McDonald’s $5 Meal Deal: A Win for Customers or a Loss for Franchise Owners?

McDonald’s is expected to experience only a modest profit from its $5 meal deal, with profit margins projected to range between 1% and 5%, translating to approximately $0.05 to $0.25 for each meal bundle sold, according to restaurant analyst Mark Kalinowski.

This promotion is part of McDonald’s strategy to attract inflation-weary consumers back to its restaurants, with the hopes that once customers are inside, they will be encouraged to purchase additional items beyond the $5 meal.

The potential for profit will hinge on several factors including ingredient costs, labor expenses, and overhead. Arlene Spiegel, president of Arlene Spiegel & Associates, noted that the $5 meal deal is more focused on promotion than profitability.

Despite efforts to draw diners in, franchise owners may not see significant profits from the deal. Approximately 95% of McDonald’s restaurants are franchise-operated, meaning individual owners determine their own pricing and must manage various additional costs such as rent, insurance, and taxes.

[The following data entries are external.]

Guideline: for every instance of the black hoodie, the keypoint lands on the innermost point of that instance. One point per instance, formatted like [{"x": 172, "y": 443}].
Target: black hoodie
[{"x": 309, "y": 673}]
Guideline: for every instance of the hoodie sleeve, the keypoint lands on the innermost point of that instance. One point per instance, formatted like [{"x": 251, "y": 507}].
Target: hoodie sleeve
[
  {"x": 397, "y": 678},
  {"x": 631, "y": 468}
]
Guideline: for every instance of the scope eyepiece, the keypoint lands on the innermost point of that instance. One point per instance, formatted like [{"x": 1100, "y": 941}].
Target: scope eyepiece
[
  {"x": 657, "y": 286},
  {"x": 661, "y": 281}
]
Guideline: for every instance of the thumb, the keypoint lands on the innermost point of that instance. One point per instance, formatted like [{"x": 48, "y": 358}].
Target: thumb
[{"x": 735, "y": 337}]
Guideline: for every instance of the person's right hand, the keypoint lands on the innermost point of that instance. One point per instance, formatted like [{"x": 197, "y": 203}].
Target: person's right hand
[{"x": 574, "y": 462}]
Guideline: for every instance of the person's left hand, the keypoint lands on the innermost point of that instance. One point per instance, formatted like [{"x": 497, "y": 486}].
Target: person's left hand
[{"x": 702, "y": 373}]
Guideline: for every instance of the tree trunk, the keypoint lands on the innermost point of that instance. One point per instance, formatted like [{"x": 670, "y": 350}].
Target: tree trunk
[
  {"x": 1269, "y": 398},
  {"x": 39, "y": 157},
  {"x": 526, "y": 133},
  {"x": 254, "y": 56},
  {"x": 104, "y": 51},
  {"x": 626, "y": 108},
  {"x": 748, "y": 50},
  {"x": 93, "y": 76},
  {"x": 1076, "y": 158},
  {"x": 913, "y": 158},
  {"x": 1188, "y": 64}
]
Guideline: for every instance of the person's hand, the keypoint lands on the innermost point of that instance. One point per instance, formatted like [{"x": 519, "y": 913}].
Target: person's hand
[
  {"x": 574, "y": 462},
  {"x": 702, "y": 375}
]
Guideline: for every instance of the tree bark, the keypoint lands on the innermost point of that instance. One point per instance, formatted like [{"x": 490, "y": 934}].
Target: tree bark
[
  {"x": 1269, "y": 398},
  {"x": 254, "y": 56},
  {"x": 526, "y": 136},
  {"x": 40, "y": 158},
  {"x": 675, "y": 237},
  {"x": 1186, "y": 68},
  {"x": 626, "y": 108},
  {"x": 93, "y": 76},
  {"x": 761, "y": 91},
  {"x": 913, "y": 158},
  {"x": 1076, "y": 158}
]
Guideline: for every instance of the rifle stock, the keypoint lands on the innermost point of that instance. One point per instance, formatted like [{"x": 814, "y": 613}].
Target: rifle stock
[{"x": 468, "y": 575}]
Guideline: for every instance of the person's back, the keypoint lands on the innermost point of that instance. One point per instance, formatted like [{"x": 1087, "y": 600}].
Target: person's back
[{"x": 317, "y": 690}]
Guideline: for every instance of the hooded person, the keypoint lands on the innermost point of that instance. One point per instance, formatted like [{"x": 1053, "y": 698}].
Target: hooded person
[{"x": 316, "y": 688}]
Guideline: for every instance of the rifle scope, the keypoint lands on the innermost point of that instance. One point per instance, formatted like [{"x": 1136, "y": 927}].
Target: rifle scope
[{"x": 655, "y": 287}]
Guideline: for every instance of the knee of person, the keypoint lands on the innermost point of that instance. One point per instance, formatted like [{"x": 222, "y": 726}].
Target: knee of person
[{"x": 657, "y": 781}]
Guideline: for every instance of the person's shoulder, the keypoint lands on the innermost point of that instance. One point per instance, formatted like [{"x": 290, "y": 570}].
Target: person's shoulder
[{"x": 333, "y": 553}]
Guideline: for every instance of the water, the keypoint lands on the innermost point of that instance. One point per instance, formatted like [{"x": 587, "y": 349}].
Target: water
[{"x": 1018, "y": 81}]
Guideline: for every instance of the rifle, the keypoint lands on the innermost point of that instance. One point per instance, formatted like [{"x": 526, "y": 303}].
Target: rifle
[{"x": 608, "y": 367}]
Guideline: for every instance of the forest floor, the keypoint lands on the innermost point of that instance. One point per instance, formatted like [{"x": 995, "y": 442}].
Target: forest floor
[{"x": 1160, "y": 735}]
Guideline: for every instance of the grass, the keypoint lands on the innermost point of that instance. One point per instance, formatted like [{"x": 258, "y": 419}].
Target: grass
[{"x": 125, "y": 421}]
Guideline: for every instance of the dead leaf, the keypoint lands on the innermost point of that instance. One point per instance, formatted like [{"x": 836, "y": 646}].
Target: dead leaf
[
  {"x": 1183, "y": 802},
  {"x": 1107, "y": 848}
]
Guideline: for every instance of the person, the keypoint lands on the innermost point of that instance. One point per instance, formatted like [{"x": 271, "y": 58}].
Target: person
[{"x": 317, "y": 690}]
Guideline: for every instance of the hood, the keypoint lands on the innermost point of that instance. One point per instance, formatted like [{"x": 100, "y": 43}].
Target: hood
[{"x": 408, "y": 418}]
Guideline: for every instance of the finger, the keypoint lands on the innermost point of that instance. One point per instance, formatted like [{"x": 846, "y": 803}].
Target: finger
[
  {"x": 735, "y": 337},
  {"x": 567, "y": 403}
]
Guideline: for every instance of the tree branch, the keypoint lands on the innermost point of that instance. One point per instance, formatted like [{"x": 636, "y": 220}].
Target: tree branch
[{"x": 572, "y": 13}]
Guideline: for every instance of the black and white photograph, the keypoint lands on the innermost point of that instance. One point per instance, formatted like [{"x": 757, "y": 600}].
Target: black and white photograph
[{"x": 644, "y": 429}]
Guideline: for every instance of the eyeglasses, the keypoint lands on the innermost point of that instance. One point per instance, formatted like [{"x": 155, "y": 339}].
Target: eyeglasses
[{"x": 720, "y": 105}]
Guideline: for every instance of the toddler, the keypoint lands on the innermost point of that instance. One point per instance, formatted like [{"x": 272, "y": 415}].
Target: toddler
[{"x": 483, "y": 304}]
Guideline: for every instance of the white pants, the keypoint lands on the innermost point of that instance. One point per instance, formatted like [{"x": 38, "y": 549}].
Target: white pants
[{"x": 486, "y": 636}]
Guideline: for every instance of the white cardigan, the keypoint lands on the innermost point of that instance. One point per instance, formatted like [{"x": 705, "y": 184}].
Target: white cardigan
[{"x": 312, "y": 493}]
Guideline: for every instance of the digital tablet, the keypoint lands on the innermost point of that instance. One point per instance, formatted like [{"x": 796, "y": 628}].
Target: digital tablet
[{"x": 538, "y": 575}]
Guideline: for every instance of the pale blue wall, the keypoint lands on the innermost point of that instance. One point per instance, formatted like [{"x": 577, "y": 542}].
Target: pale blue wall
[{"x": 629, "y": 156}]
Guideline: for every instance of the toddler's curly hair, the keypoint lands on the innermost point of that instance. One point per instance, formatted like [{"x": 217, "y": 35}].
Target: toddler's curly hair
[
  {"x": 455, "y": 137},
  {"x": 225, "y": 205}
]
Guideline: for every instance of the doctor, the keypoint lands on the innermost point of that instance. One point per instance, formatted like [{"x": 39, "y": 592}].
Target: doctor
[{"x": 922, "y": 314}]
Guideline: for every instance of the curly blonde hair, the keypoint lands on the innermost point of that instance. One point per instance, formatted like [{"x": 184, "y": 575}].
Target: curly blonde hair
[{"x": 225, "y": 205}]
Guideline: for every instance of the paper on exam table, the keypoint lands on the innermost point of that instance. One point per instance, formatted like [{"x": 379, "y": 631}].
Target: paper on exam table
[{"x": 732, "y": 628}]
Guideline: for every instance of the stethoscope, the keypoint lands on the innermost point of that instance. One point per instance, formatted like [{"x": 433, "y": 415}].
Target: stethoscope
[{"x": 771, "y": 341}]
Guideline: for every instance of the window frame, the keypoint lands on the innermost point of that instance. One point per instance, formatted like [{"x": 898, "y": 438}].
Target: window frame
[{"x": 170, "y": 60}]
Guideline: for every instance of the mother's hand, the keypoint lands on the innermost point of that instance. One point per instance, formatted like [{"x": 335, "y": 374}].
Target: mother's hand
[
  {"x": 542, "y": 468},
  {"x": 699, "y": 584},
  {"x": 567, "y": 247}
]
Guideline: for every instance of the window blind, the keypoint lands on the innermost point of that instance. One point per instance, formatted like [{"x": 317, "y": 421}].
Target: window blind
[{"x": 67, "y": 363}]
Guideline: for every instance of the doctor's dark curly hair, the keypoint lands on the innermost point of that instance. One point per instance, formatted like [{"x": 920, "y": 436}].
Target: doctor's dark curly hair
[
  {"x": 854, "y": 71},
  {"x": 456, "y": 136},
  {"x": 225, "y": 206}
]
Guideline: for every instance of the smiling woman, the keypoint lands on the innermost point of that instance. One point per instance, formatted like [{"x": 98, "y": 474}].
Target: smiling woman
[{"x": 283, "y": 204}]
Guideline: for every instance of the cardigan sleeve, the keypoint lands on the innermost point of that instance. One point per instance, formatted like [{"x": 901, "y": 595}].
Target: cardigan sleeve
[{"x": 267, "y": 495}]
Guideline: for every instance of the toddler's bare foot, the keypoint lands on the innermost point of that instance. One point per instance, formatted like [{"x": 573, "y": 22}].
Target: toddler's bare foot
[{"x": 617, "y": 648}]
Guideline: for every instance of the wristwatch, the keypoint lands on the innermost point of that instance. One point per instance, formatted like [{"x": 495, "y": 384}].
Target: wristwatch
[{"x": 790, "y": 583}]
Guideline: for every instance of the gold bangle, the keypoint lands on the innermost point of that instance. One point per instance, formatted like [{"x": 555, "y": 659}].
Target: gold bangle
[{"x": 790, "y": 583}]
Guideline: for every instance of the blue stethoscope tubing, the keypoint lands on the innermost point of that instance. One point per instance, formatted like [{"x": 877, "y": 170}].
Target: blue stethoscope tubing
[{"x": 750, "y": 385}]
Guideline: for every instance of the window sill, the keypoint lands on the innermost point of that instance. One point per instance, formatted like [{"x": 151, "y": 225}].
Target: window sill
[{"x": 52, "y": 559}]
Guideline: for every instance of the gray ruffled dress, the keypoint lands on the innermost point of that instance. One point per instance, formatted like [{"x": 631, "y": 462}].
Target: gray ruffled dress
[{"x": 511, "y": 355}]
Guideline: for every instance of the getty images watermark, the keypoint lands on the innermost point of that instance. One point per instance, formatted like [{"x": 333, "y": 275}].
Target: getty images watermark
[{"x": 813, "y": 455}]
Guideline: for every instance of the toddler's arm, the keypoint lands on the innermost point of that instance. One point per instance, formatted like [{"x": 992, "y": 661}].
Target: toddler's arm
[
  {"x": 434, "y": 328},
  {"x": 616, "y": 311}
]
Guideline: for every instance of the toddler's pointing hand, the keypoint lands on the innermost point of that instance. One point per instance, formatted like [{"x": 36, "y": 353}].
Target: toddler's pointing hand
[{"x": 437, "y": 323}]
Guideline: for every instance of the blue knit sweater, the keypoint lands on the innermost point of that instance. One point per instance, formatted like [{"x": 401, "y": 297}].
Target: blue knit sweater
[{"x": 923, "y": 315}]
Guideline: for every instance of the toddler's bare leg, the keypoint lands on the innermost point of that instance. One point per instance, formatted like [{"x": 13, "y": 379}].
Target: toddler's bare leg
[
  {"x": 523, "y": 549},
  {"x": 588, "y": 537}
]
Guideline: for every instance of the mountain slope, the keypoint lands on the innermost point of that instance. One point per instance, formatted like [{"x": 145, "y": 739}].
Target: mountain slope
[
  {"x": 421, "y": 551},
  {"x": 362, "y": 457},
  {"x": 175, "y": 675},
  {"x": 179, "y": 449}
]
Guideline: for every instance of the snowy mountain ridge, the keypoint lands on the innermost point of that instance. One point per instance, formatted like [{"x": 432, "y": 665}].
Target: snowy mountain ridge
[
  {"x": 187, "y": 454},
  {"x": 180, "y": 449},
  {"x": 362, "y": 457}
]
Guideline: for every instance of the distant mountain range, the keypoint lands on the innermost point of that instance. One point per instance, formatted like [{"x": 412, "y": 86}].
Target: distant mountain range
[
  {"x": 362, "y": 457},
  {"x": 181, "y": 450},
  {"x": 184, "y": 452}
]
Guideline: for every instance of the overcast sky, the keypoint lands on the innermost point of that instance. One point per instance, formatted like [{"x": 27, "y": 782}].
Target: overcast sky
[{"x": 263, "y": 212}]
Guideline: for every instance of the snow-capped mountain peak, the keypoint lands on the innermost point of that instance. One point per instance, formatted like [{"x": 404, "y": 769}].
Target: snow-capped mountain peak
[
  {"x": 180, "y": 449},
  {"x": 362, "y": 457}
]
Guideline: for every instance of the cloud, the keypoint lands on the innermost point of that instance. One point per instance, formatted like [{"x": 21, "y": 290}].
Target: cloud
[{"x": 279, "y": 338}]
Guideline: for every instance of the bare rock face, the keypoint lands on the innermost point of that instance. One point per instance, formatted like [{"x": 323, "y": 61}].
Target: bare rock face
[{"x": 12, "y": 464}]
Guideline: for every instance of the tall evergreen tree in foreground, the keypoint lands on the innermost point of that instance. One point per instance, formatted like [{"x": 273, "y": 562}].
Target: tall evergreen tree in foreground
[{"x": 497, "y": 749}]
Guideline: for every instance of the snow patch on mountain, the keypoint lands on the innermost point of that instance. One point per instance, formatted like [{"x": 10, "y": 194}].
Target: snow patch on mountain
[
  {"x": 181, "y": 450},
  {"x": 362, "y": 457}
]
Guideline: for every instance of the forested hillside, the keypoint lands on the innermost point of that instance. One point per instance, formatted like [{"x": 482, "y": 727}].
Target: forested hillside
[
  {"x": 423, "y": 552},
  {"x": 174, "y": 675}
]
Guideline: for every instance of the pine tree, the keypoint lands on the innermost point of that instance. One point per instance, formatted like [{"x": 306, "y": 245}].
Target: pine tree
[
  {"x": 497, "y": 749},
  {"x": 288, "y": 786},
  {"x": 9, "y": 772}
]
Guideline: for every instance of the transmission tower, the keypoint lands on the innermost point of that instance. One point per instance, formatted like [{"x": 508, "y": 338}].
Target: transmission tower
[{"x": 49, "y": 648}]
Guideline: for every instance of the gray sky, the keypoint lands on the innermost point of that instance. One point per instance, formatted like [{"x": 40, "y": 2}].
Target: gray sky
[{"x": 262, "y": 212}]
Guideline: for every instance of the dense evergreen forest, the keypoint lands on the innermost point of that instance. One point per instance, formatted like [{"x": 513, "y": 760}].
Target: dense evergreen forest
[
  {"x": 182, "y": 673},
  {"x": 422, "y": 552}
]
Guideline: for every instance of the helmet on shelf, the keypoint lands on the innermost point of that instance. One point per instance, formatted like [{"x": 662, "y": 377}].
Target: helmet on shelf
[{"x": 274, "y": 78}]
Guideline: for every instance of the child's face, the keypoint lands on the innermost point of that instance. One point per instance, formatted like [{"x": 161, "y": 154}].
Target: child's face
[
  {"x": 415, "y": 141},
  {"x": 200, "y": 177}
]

In a previous statement, Joe Erlinger, president of McDonald’s U.S., mentioned that franchisees often implement promotional offers like the $5 meal deal to offset rising overhead costs. Nevertheless, according to Spiegel, this bundle often acts as a “loss leader” aimed at attracting and retaining customers. When taking into account expenses related to labor, packaging, condiments, delivery, and marketing, she indicated that franchise owners may end up eliminating any profit from the items included in the deal.